2. Pick a doctor - If you know anyone who has had the same cancer, ask them. Get a local referral. But also stick within your comfort zone. If you like your doctor, fine dont worry about it. If you want a second opinion, feel free to get one, but also to go back to your first doctor for treatment.

3. Learn to read your pathology reports - the first stop should be to ask your doctor for some explanation of what it means. Then feel free to take it home with you and google away all the terms (and then get confused when they use all the fancy words for different types of cell structure) and then feel free to call your doctor's office back with more questions.

4. Find alternative medicine - there are lots of great ones out there. There are a lot of snake oil salesmen as well so be picky and research any you want to take. Then make sure you keep all your doctors aware of what you are taking or doing for alternative treatment. Some things interact with the drugs given in cancer treatment. Even some vitamins need to be restricted during treatment. Best bet is to keep a list of what you are taking (vitamins, prescribed medicines, over the counter medicines and alternative medicines) and bring it with you to every appointment

5. Find support groups - Don't try to go it alone. Cancer is an isolating disease and it is stressful to you and your family and caregivers. American Cancer Society has information on local resources. However ask to speak to a social worker where you are being treated and ask them for local support resources for you.

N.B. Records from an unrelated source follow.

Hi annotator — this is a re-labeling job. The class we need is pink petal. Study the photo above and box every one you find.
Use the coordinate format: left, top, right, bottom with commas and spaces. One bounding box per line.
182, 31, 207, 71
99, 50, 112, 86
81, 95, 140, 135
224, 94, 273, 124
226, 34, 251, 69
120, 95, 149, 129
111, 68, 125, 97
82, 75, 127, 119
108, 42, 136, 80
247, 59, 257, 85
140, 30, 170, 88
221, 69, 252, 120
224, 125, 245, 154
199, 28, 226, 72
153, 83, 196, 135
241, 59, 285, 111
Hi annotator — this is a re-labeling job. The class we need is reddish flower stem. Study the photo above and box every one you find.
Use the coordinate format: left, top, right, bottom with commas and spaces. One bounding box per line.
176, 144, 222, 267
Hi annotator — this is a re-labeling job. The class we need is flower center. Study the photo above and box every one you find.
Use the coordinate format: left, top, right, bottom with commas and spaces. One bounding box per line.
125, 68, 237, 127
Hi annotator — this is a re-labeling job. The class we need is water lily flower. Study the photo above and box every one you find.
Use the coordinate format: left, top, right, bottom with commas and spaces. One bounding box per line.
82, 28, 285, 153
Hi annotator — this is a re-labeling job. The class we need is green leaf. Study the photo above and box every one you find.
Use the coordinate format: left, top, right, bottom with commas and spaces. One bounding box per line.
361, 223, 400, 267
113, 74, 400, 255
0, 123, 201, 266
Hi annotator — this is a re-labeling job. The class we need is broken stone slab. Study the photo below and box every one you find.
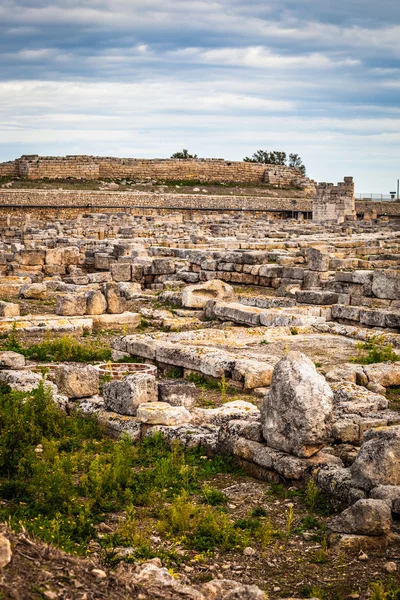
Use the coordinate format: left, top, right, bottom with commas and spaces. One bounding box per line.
0, 351, 25, 369
158, 379, 197, 409
372, 269, 400, 300
261, 352, 333, 457
103, 373, 158, 416
182, 279, 235, 308
86, 290, 107, 315
232, 358, 274, 390
331, 382, 389, 415
232, 437, 342, 480
191, 400, 260, 425
350, 425, 400, 491
136, 402, 192, 425
19, 283, 47, 300
363, 363, 400, 388
313, 465, 366, 510
92, 311, 141, 330
329, 498, 392, 536
54, 365, 99, 399
142, 423, 218, 454
0, 301, 20, 318
56, 294, 86, 317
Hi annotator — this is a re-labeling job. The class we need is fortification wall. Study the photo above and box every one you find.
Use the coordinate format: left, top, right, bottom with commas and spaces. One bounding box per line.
313, 177, 356, 223
0, 160, 18, 177
0, 155, 313, 187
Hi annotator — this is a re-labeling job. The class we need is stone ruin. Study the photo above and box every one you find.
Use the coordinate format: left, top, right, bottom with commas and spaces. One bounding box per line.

They can help direct you to any resources you may need - emotional, financial, etc.

6. Clinical trials - Your participation in these can help future cancer patients and should be considered. But they can be very difficult to get into. They are trying to find specific groups of cancer patients - males under 60 who have lung cancer, at stage III who have had surgery in the past 30 days but haven't had any other chemotherapy.... You have to match all the criteria.

7. How to pay for this - Ah the fun part. You have a horrible diagnosis and it could drive you to bankruptcy. Just a little stress on you while you are trying to keep your hair, your dignity, and convince food to stay in your stomach during chemo. Yes they list some great resources but a good place to start is your own insurance company and the hospital social worker and finance department. Call your insurance company and make sure you have a clear understanding of what your co-pays are, referrals that are needed, and out of pocket costs. You don't have to tell them anything about your diagnosis (which is none of their business), you can just ask them to explain your policy.

Then talk to your hospital to be sure you understand how they deal with preapprovals and referrals and what you need to do if anything. Then, ask your social worker if she can help you. Finally, if you are financially strapped, make sure your doctors know you can't afford a lot of expense and see how they can help you juggle their advice with your financial issues. What can be put off vs. what needs to be done more urgently and cheaper alternatives available.

Okay, so I wrote a lot here. Now there is nothing wrong with the original article but I felt a need to add my own two cents worth... Just my opinion.

Yesterday I might have over done things. I worked all day and went for a walk (before the thunderstorms). Then my husband waited for the thunderstorms to end and we went to run some errands before our get together tomorrow afternoon. I was exhausted by the time I got home. I went to bed early. I will do so again tonight. I have a very long day tomorrow because I am an idiot and over scheduled myself.